Several apps available in the Google Play Store that have been downloaded by a large number of users are harboring a form of malware that waits days or weeks until turning the adware on, popping up advertisements or trying to trick users into paying for content or breaching their privacy.
The most popular of these apps, a card game called Durak has over 5 million installations. Other infected apps include an IQ test app, having 1-5 million installations, and a history app, which has been installed in thousands of devices.
According to Avast researcher Filip Chytry, these apps act normally when you install them. "This impression remains until you reboot your device and wait for a couple of days. After a week, you might start to feel there is something wrong with your device. Some of the apps wait up to 30 days until they show their true colors."

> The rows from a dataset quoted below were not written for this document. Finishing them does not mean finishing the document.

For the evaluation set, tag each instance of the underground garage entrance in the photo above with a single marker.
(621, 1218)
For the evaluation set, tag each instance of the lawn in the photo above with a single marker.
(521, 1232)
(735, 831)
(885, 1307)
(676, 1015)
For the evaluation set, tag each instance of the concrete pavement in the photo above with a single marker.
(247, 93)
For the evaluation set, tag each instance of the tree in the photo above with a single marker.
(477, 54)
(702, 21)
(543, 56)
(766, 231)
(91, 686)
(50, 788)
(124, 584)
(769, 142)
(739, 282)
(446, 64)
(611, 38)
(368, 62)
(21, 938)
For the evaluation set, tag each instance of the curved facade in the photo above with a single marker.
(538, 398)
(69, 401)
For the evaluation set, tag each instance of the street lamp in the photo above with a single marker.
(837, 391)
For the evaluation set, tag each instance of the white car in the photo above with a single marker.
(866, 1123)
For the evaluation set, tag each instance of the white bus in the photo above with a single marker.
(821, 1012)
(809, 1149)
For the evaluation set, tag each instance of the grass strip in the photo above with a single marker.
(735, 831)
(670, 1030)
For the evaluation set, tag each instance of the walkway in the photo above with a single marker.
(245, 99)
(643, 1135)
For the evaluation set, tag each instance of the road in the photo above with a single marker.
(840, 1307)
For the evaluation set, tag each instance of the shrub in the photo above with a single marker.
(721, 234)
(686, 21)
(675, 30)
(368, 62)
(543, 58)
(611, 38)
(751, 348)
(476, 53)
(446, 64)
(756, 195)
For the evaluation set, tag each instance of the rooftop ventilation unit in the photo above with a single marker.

Once the malware gets activated, you start seeing ads every time you unlock your device. These ads are disguised as warning messages saying that your device is infected, out of date, or full of porn. "This, of course, is a complete lie," Chytry said
You are then asked take action, and if you approve you get re-directed to downloads of other infected apps that either send premium SMSes or collect too much of your personal data. Surprisingly, you are sometimes directed to legitimate security apps on Google Play, such as one from antivirus provider Quihoo 360, although even if you install these apps, the undesirable ads popping up on your phone don‘t stop.
Acting swiftly, Google has pulled the apps from the Play Store.